Just days earlier, the FBI arranged a videotaped money swap with the Louisiana Democrat, who has since been indicted, outside a hotel in northern Virginia. During the interview with two agents, a very surprised Jefferson, after reviewing a DVD of his alleged acceptance of bribe money from a telecommunications businessman working for the FBI, "sunk back onto the couch and, with total dejection, remarked, 'what a waste,'" according to prosecutors in a new government filing.
Agent Thibault informed the congressman that the money came from the FBI. Jefferson responded, "I think I should stop talking with you boys."
The FBI then served Jefferson with a grand jury subpoena for records and advised him they were preparing to execute a warrant authorizing a search of his residence.
Congressman reportedly asked for advice
Jefferson sought advice from the agents as to what he should do. And, according to the court filing, "Jefferson also questioned how his reputation could survive."
After the New Orleans interview, which prosecutors say, "was so civil that Defendant Jefferson's wife and daughter remained asleep upstairs during the entire interview," FBI agents raided his Washington home.
They found $90,000 in the freezer on his F Street home near the Capitol, the money neatly hidden in boxes of frozen food.
According to the FBI inventory list, when agents opened Jefferson's freezer, they found $20,000 wrapped in foil in a Boca Burger box. The cash was separated in two stacks of $10,000 each with "rubber bands around each stack." Boca is known for its vegetarian soy patties.
The FBI found another $20,000 stashed inside a Pillsbury pie crust box. Again, the money was in two $10,000 stacks with rubber bands around each.
And three stacks of money containing $30,000 in total were discovered inside a bag from a local Yes Organic Market.
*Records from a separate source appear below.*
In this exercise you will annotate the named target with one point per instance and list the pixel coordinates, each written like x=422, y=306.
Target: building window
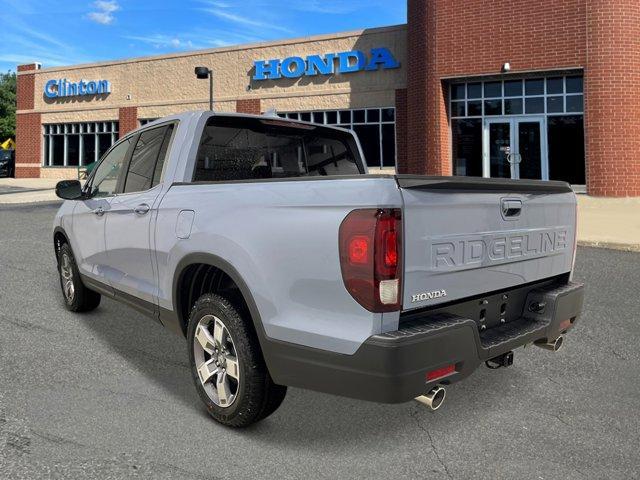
x=375, y=127
x=77, y=144
x=143, y=121
x=551, y=108
x=549, y=95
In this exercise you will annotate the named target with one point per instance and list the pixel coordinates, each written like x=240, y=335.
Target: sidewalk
x=27, y=190
x=609, y=222
x=602, y=222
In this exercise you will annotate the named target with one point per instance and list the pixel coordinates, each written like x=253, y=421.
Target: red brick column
x=612, y=98
x=401, y=130
x=248, y=105
x=28, y=126
x=415, y=160
x=128, y=120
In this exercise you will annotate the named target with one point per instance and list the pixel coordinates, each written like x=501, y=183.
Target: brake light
x=370, y=257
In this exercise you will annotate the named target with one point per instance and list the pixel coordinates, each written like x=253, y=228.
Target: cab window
x=105, y=178
x=234, y=148
x=147, y=159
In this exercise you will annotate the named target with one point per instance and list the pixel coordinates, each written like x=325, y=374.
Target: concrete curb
x=626, y=247
x=17, y=205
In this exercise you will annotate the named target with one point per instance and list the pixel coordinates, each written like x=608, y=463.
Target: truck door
x=132, y=270
x=88, y=224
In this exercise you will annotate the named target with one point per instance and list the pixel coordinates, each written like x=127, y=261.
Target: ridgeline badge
x=64, y=88
x=328, y=64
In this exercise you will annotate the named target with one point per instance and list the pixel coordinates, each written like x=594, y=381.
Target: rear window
x=246, y=148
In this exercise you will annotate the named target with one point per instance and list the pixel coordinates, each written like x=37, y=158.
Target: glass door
x=515, y=148
x=498, y=144
x=530, y=159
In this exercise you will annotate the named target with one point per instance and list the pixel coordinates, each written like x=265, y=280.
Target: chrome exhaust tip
x=553, y=345
x=434, y=399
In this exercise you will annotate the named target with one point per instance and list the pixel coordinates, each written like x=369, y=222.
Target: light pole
x=203, y=73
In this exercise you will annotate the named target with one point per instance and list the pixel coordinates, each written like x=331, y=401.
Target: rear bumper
x=391, y=367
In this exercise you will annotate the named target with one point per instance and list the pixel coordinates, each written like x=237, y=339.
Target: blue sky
x=70, y=32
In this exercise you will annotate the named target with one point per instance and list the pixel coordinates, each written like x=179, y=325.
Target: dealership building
x=509, y=88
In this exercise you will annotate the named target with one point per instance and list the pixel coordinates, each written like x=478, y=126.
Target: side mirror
x=69, y=190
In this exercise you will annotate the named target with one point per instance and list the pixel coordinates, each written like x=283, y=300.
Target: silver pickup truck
x=265, y=242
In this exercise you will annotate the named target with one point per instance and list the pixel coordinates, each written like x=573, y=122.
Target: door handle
x=511, y=208
x=141, y=209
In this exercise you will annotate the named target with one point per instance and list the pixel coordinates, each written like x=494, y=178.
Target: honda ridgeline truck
x=265, y=242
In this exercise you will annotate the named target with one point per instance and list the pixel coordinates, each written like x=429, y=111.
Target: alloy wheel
x=216, y=361
x=66, y=272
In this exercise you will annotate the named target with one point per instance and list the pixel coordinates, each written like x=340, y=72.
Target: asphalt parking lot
x=108, y=395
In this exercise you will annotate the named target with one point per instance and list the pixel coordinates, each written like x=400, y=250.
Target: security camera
x=202, y=72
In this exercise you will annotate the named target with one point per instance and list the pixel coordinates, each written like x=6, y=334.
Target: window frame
x=165, y=141
x=350, y=141
x=545, y=95
x=86, y=190
x=296, y=115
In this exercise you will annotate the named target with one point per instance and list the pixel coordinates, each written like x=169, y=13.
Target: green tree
x=7, y=106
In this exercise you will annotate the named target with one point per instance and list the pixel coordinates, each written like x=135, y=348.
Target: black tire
x=81, y=299
x=256, y=396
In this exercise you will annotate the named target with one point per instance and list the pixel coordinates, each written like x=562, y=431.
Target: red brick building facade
x=488, y=81
x=449, y=39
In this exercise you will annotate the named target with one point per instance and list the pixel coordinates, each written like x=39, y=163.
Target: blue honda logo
x=328, y=64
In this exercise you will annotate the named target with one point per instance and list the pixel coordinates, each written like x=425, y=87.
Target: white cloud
x=164, y=41
x=245, y=21
x=104, y=10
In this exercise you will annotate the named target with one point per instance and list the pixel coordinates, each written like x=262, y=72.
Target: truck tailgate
x=465, y=237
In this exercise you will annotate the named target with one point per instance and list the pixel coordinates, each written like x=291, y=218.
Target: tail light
x=370, y=258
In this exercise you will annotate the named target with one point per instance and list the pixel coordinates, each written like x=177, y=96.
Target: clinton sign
x=64, y=88
x=327, y=64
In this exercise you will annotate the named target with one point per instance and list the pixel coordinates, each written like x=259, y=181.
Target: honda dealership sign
x=328, y=64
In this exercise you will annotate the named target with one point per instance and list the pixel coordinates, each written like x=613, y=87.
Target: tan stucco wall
x=60, y=173
x=164, y=85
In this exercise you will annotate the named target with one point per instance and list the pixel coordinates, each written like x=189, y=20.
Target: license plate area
x=490, y=310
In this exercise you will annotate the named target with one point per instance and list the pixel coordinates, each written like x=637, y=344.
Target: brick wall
x=612, y=98
x=28, y=145
x=248, y=105
x=128, y=120
x=401, y=130
x=449, y=38
x=28, y=126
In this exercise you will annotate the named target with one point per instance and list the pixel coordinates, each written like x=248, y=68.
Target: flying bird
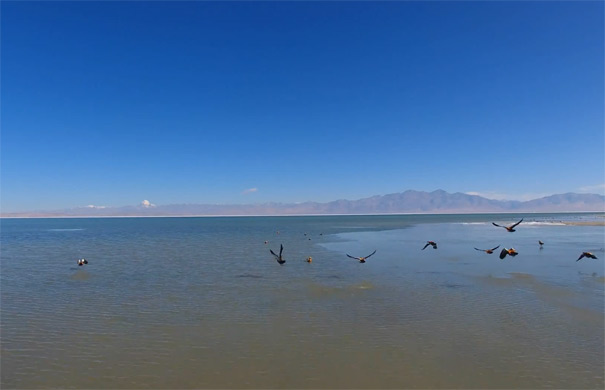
x=432, y=243
x=488, y=251
x=510, y=252
x=510, y=228
x=279, y=258
x=361, y=259
x=586, y=254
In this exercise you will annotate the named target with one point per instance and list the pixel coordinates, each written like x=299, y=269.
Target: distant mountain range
x=408, y=202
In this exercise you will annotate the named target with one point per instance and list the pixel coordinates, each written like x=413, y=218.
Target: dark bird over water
x=488, y=251
x=279, y=258
x=510, y=228
x=432, y=243
x=586, y=254
x=361, y=259
x=510, y=252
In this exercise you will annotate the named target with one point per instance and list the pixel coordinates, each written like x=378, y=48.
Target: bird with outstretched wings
x=488, y=251
x=279, y=257
x=586, y=254
x=431, y=243
x=361, y=259
x=510, y=228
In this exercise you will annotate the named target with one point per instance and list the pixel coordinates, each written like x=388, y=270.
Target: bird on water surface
x=279, y=258
x=586, y=254
x=488, y=251
x=361, y=259
x=510, y=228
x=431, y=243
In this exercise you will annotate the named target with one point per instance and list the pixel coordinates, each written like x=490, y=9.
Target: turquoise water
x=201, y=303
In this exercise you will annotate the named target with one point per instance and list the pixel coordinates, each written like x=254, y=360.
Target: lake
x=201, y=302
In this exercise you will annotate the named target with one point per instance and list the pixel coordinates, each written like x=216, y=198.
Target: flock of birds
x=503, y=253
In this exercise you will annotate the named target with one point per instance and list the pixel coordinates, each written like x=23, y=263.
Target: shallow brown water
x=213, y=310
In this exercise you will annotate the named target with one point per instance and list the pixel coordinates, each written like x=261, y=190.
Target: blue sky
x=110, y=103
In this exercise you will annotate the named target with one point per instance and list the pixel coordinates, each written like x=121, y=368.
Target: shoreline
x=598, y=214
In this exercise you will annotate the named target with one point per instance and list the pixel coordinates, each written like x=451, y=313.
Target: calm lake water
x=201, y=303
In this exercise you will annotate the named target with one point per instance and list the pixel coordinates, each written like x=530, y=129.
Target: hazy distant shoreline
x=409, y=202
x=571, y=223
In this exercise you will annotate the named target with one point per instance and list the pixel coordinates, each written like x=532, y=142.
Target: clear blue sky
x=110, y=103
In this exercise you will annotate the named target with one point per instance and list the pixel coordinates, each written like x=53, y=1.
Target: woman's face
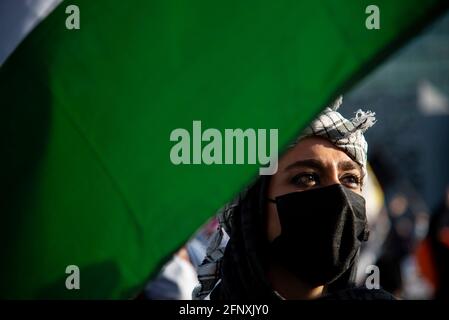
x=312, y=163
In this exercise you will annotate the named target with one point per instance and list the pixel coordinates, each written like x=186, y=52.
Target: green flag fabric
x=86, y=118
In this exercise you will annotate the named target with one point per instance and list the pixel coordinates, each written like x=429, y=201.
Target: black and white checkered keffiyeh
x=331, y=125
x=343, y=133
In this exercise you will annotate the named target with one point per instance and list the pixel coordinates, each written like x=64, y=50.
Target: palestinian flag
x=86, y=116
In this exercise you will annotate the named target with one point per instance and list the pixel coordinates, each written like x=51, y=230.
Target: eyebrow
x=313, y=163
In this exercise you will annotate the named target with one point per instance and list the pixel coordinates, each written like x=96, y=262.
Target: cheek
x=273, y=223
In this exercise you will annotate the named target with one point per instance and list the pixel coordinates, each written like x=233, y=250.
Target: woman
x=297, y=234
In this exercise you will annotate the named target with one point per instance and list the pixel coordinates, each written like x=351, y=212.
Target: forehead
x=314, y=148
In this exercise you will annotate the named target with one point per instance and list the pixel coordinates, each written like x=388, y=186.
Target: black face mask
x=322, y=230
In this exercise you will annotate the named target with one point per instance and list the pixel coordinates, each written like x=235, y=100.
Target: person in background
x=433, y=251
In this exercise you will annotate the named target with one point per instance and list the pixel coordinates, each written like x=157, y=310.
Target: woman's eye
x=351, y=181
x=305, y=180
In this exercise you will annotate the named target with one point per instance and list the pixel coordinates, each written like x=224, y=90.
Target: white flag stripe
x=18, y=18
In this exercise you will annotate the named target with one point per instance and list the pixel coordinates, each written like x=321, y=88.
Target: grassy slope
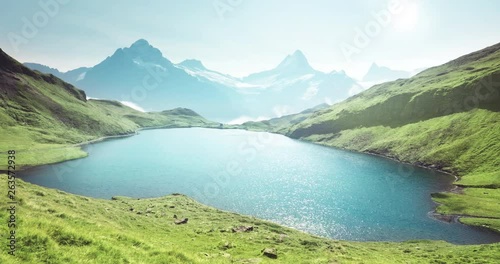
x=43, y=122
x=447, y=117
x=39, y=113
x=57, y=227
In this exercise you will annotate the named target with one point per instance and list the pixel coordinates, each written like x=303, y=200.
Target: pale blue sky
x=253, y=35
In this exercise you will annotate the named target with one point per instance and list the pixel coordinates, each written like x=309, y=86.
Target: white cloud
x=133, y=106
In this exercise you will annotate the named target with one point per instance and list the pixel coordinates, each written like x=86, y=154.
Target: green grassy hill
x=44, y=120
x=40, y=112
x=446, y=118
x=57, y=227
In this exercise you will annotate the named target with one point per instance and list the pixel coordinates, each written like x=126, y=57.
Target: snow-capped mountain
x=140, y=74
x=196, y=69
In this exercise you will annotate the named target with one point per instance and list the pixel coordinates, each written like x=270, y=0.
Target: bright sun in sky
x=407, y=19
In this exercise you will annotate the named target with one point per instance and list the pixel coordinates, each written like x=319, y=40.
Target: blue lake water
x=324, y=191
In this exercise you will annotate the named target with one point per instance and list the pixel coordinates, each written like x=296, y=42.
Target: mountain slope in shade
x=446, y=117
x=381, y=74
x=142, y=75
x=40, y=111
x=72, y=76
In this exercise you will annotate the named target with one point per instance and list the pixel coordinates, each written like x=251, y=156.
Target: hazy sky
x=240, y=37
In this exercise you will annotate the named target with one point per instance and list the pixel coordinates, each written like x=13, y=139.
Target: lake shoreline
x=433, y=213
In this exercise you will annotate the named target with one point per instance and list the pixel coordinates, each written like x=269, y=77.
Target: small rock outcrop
x=242, y=229
x=270, y=253
x=181, y=221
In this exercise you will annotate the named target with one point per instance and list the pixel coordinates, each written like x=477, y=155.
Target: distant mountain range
x=141, y=75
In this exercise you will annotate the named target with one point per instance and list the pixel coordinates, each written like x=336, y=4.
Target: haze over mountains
x=141, y=75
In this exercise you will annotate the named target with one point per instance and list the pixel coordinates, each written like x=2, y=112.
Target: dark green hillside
x=40, y=112
x=447, y=117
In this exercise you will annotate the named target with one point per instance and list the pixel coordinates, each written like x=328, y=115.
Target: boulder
x=181, y=221
x=242, y=229
x=270, y=253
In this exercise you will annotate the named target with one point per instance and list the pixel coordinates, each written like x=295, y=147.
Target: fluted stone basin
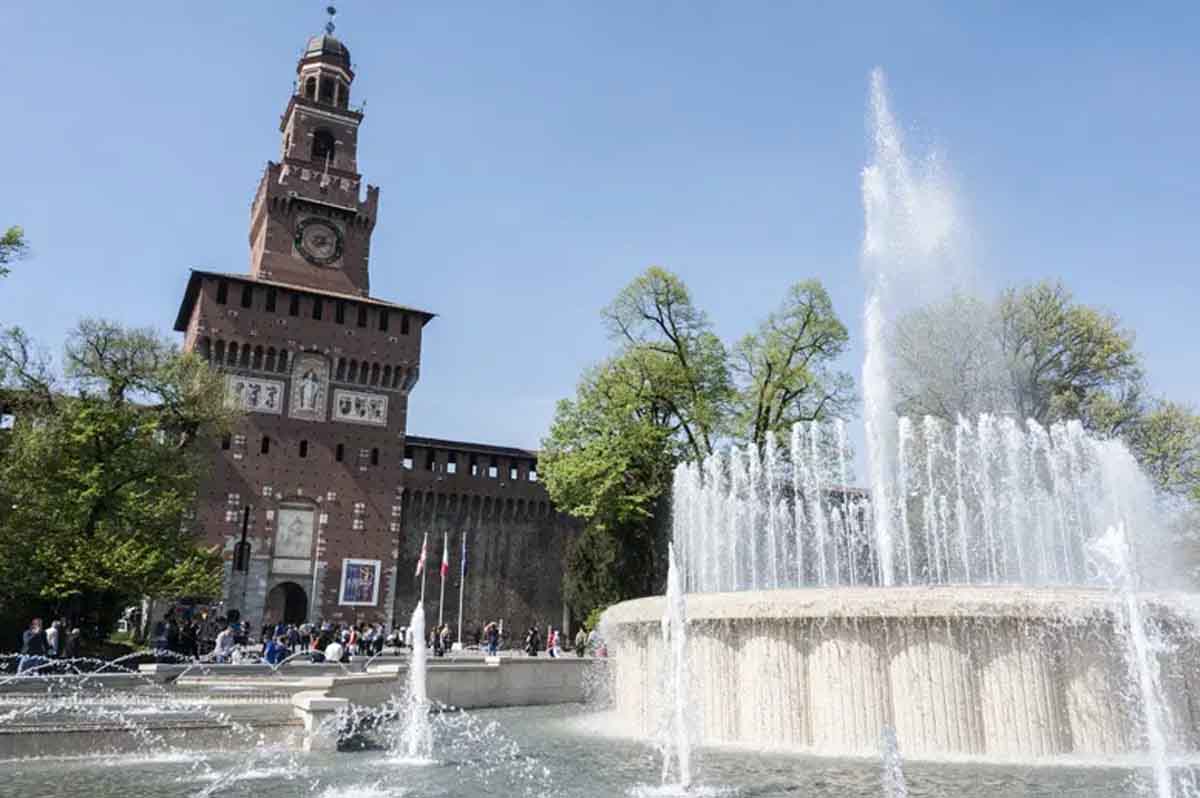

Two more cash stacks, totaling $20,000, were found just wrapped in foil and placed in the freezer.
Jefferson was indicted in June, charged with 16 counts of bribery, money laundering and racketeering.
Lawyer wants trial moved
His lawyer, Robert Trout, has urged the court to move the trial, scheduled for January in Alexandria, Va., to the federal court in Washington, arguing that prosecutors deliberately chose to bring the case in the suburban Washington district because the jury pool is predominantly white.
"There is a convincing showing that the prosecution used forum selection to affect the racial make-up of the jury in this case," wrote Trout in a court filing.
On Friday, prosecutors responded, saying Jefferson's request for a change of venue was "based entirely upon offensive and baseless allegations of racial discrimination."
"Jefferson fails to present to this Court even one scintilla of evidence demonstrating that the decision to prosecute Defendant Jefferson in the Eastern District of Virginia was racially motivated," wrote U.S. Attorney Chuck Rosenberg.
In May 2006, FBI agents, armed with a search warrant, raided Jefferson's congressional office and seized more than a dozen computer hard drives, several floppy disks and two boxes of documents.
A federal appeals court said in August that the FBI violated the Constitution when agents raided Jefferson's office and viewed his legislative documents.
The court wrote, "The review of the Congressman's paper files when the search was executed exposed legislative material to the Executive.
"The Congressman is entitled to the return of documents that the court determines to be privileged," wrote the judges.
U.S. District Judge T.S. Ellis III will decide whether the Louisiana congressman's trial will stay in his Virginia courtroom or be moved elsewhere.